I worked in Accenture for 4 years. For almost 2 of those years, my role was to be the QPI lead on my project. That stands for “Quality Process Improvement” lead. No, I’m not kidding you.
In that role, I was essentially meant to take the “best practices” from the Accenture methodology and ensure the project followed them. Yet even a relatively rigid company like Accenture understood that not all “best practices” applied to every project. Project managers were not told to take everything from the book and apply it to their projects. Instead, the very purpose of the QPI lead was to work with the project manager to figure out which of the Accenture methods were suited to the project at hand.
Circumstances vary, and with the circumstances, the “best practices” change. A competent project manager must be able to pick and choose the techniques that work best for his team, his project, his objectives, his budget, etc.

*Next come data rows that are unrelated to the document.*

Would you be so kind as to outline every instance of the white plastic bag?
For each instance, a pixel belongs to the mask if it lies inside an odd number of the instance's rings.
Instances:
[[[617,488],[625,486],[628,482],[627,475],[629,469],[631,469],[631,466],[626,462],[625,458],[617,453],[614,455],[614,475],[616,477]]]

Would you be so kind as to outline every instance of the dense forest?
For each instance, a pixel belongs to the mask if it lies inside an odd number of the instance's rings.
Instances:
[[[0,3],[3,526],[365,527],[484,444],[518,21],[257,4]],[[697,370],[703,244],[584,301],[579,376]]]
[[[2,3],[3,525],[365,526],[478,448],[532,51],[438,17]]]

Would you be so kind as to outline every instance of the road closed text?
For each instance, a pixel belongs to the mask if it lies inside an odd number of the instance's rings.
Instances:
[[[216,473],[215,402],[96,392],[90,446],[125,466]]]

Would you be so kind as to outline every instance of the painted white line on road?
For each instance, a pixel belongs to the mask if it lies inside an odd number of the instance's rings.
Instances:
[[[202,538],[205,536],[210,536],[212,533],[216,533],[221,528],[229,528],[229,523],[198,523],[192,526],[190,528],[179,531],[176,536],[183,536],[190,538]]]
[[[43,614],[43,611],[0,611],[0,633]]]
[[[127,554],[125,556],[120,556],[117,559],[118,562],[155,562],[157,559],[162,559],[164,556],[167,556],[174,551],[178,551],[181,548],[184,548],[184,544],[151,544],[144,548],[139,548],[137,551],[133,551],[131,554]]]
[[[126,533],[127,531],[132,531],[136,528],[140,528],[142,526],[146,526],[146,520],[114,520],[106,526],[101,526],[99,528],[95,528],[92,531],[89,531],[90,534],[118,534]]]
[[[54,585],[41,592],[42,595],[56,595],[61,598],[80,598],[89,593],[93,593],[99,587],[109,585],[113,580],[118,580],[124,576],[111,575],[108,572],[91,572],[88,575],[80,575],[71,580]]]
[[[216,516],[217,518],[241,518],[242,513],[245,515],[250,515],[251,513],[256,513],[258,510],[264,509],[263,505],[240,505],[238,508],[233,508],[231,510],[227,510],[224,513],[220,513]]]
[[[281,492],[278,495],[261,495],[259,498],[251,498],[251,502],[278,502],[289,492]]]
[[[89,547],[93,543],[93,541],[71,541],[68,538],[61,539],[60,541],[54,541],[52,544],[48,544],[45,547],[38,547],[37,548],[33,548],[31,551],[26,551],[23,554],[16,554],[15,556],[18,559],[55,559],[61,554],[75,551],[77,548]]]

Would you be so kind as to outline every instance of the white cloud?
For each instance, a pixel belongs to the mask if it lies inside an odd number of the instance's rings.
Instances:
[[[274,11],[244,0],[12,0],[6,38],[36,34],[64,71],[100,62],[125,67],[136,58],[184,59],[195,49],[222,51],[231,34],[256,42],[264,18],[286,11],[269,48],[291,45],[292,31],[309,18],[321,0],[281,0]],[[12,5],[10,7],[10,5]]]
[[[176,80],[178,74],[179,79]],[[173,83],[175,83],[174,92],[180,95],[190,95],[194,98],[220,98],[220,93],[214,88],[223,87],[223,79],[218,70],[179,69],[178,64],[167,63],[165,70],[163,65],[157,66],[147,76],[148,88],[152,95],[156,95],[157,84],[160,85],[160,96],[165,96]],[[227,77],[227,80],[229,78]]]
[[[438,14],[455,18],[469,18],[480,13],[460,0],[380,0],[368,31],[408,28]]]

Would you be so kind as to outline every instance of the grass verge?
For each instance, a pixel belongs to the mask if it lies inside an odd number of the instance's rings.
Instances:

Even Accenture, with all its big-corporation mentality, had this figured out. And yet when I look at the world of start-ups and agile projects, I see a much more religious fervour. People seem to believe that the only way to apply an agile methodology properly is to apply the whole of it, without exception. When someone picks out the bits that might work for a specific project but doesn’t succeed, the blame that they receive is “you didn’t follow the whole methodology”.
The truth is, the methodology is rarely to blame for a failed project. Ultimately, blame rests with the people: the project manager, the product lead, the developers, and so on. Blaming anything else (from “the requirements gathering” to “the methodology” or “the programming language”) is just pointless blame-shifting. If your project failed, it’s most likely because of you failed to adapt to your project’s circumstances, rather than because you didn’t follow your methodology to the letter.
As a start-up project manager (and every start-up founder is a project manager, whether they know it or not) your job is to pick out the best practices for your start-up, apply those to help the project, and terminate, adapt or replace them when they’re no longer the best practices for your start-up’s stage.
Every start-up is different, and calls for a unique mix of techniques. Blind obedience just doesn’t cut it.